South Korean financial authorities said Sunday that cryptocurrency investors must convert anonymous virtual accounts to ones attached to their identity or face penalties.
The unnamed authorities said that cryptocurrency investors and traders will be allowed to convert their virtual accounts to real-name accounts before the end of January, but if this is not done, they will be fined, according to a Yonhap News report.
The amount of the penalty has not yet been finalized, the report indicates.
The news was announced as Korean banks move to phase out anonymous virtual currency accounts in line with the government’s stated plan to calm what it perceives as an overheated cryptocurrency market.
According to The Korea Times, however, Shinban Bank said Jan. 12 it does not intend to introduce an identity verification service for deposits and withdrawals from virtual bank accounts – effectively ruling out the opening of new virtual accounts, even with identification.

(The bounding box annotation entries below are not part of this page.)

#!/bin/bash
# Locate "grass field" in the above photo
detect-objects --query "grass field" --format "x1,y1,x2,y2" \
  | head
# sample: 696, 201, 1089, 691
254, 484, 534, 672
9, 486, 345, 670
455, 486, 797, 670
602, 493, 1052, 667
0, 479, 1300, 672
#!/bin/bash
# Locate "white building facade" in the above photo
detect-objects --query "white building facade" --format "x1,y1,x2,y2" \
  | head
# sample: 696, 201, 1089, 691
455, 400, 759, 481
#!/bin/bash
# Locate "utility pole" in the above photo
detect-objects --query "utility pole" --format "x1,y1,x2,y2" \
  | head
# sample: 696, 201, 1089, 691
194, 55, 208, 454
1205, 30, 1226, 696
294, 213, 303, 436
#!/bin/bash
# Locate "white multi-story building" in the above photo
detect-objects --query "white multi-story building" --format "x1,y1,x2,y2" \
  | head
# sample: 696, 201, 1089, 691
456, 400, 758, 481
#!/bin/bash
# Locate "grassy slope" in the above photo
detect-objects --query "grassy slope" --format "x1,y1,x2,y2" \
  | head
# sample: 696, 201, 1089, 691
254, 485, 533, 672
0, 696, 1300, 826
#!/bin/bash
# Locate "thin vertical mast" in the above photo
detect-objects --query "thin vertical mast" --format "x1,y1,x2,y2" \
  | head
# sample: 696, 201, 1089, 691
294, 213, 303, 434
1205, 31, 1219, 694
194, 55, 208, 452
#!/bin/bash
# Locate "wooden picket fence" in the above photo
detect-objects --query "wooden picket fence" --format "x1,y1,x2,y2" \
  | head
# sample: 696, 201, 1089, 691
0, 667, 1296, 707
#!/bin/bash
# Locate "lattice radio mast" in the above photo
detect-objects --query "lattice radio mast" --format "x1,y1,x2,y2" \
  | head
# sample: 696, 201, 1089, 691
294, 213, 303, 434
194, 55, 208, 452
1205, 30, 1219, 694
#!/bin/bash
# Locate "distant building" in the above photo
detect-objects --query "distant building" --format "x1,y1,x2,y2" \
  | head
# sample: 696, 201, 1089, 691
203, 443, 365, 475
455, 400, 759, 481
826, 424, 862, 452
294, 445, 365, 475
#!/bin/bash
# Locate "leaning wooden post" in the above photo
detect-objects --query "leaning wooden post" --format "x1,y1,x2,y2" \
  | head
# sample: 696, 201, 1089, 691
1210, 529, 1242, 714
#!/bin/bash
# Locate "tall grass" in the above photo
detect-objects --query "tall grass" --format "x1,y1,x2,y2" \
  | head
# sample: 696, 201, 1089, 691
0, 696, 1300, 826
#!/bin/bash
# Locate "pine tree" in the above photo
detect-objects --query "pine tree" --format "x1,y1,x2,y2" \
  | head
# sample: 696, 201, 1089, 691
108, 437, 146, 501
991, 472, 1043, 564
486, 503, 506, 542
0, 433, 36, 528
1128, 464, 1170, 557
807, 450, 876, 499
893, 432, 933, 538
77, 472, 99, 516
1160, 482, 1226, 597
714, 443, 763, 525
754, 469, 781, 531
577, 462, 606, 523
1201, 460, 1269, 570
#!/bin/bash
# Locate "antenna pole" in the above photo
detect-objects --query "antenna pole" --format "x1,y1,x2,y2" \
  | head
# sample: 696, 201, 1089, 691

An official from Shinhan the Bank reportedly said:
“We’ve developed a system to introduce identifying virtual account customers in accordance with the government’s efforts to curb the cryptocurrency craze. However, we decided to scrap the service enabling the trade of digital tokens which has become a serious social issue.”
In other news, the Korean government again appears to be attempting to calm the markets after the justice minister aired a plan to to ban trading at cryptocurrency exchanges – a statement that send cryptocurrency prices sliding.

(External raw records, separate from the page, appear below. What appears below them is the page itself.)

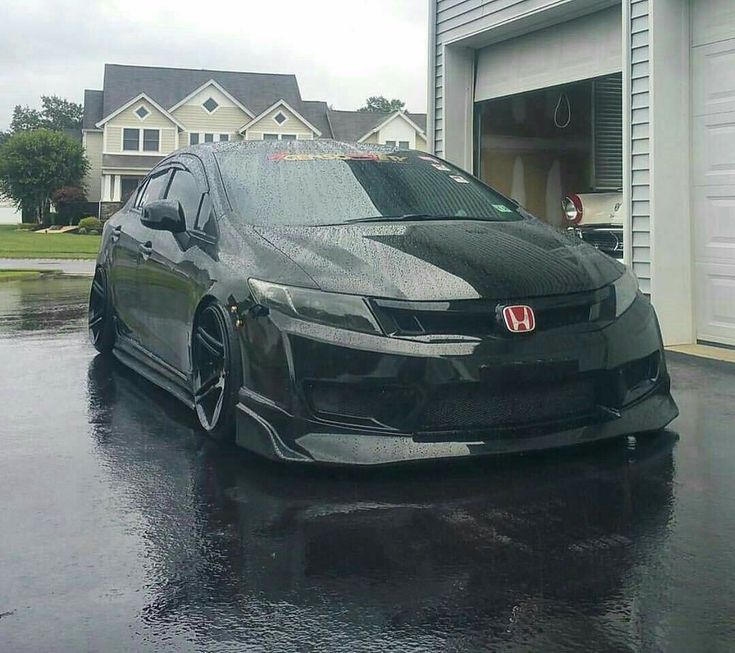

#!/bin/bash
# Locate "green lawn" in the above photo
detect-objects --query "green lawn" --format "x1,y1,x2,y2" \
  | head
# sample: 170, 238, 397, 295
0, 225, 100, 259
0, 270, 41, 283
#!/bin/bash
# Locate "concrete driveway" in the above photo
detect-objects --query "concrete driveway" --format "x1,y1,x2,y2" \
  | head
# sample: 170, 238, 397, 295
0, 278, 735, 653
0, 258, 95, 275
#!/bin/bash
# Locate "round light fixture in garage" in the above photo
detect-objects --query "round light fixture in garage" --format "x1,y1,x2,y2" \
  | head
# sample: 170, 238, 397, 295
561, 193, 584, 224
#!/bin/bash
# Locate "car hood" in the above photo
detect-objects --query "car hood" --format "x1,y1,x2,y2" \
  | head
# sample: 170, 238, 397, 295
255, 219, 621, 301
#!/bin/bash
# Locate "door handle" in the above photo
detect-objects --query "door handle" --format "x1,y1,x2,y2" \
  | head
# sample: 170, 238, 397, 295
138, 241, 153, 261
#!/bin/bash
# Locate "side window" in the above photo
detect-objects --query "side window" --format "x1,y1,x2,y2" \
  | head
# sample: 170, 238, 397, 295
136, 170, 171, 207
166, 170, 202, 229
197, 195, 217, 238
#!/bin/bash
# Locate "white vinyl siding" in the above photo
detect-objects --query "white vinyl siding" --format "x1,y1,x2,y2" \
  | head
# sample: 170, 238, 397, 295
623, 0, 651, 294
82, 131, 102, 202
172, 104, 250, 134
247, 106, 314, 141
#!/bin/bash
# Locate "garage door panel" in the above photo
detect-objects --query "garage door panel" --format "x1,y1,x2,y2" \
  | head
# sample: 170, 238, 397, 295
692, 186, 735, 264
692, 39, 735, 116
692, 112, 735, 186
475, 6, 620, 102
696, 263, 735, 345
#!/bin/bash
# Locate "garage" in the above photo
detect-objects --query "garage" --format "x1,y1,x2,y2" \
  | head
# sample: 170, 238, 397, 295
428, 0, 735, 348
473, 6, 624, 258
690, 2, 735, 345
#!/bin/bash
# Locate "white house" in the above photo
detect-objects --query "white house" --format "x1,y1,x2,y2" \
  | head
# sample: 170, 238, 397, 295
427, 0, 735, 346
82, 64, 426, 216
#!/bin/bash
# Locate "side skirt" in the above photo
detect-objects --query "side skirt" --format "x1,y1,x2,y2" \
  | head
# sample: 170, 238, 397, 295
112, 334, 194, 410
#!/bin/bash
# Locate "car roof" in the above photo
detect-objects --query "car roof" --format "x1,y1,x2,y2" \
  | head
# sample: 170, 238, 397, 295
176, 139, 412, 157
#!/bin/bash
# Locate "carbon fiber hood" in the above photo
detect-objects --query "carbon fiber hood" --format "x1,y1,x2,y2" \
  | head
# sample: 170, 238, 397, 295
255, 219, 622, 301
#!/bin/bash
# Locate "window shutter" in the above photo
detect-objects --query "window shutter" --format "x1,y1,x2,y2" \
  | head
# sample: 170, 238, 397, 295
593, 73, 623, 190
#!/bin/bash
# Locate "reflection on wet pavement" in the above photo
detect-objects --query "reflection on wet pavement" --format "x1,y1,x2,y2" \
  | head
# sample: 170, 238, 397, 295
0, 279, 735, 651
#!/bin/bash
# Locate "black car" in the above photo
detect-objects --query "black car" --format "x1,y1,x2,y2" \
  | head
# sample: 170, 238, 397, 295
89, 141, 677, 464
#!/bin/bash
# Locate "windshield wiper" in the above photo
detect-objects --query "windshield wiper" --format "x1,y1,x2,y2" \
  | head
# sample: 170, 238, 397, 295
345, 213, 452, 222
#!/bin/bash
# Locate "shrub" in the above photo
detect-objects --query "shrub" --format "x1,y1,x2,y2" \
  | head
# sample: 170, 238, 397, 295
51, 186, 87, 224
47, 211, 69, 227
79, 215, 102, 234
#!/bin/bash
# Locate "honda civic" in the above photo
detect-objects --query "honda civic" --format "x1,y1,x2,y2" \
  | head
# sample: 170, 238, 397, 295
89, 140, 678, 465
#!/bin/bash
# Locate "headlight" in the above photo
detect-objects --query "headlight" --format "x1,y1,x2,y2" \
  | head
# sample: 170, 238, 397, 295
613, 267, 638, 317
248, 279, 381, 333
561, 193, 584, 224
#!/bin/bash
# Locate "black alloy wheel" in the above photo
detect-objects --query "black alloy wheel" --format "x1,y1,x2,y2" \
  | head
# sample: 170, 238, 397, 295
87, 268, 115, 353
192, 303, 242, 441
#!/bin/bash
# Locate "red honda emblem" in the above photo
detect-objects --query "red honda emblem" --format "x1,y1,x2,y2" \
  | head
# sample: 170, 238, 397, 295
503, 306, 536, 333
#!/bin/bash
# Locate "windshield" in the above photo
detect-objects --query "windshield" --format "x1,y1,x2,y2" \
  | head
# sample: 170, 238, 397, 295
215, 141, 521, 226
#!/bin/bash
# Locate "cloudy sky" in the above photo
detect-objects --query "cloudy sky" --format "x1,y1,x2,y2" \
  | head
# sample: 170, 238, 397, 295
0, 0, 428, 129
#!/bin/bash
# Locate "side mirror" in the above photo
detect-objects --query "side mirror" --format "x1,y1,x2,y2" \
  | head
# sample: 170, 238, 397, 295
140, 200, 186, 234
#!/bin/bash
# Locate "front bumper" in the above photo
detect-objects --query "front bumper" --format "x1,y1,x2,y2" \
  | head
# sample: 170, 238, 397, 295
237, 298, 678, 465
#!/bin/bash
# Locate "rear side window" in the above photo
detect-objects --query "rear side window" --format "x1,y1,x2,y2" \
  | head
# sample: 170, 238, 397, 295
166, 170, 202, 230
135, 170, 171, 207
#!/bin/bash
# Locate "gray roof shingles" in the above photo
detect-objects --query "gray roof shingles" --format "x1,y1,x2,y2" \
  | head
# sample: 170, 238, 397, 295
82, 64, 426, 142
103, 64, 301, 116
329, 109, 426, 142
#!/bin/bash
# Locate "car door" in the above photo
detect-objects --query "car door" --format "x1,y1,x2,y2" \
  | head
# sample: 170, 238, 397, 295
128, 165, 172, 346
139, 156, 214, 375
109, 179, 155, 341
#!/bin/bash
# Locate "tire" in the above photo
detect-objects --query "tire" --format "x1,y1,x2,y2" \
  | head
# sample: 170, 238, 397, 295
87, 267, 115, 354
191, 302, 242, 442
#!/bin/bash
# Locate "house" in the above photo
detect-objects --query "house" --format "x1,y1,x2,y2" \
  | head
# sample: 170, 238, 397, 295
427, 0, 735, 346
82, 64, 426, 217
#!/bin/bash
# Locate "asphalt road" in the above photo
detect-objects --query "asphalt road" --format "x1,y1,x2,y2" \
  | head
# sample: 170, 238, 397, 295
0, 278, 735, 653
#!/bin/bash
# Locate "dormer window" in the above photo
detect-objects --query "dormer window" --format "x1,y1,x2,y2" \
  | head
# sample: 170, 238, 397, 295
202, 97, 219, 113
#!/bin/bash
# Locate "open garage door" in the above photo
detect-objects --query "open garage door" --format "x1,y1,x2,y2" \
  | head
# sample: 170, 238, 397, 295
691, 0, 735, 345
474, 6, 625, 258
475, 5, 623, 102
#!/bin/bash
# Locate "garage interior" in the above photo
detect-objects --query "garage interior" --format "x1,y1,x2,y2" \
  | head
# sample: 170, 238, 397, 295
473, 73, 623, 227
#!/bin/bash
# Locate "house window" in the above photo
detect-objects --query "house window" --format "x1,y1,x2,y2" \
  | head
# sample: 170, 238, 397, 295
123, 127, 140, 152
143, 129, 161, 152
263, 134, 296, 141
120, 177, 140, 202
202, 97, 219, 113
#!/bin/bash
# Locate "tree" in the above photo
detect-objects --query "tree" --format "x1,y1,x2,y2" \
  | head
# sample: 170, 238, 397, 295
358, 95, 406, 113
41, 95, 84, 131
0, 129, 89, 222
10, 95, 84, 133
10, 104, 42, 134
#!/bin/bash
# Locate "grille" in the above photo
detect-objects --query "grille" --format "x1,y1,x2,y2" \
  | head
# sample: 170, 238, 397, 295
419, 379, 596, 430
372, 291, 610, 337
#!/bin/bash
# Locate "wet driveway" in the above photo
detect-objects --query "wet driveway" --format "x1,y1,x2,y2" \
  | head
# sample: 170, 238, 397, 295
0, 278, 735, 652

The Office for Government Policy Coordination said this morning: “The proposed shutdown of exchanges that the justice minister recently mentioned is one of the measures suggested by the justice ministry to curb speculation. A government-wide decision will be made in the future after sufficient consultation and coordination of opinions.”
The plan to halt trading has been met with opposition from both politicians and the country’s citizens, over 100,000 of whom have signed a petition demanding that the government step back from adopting the measure.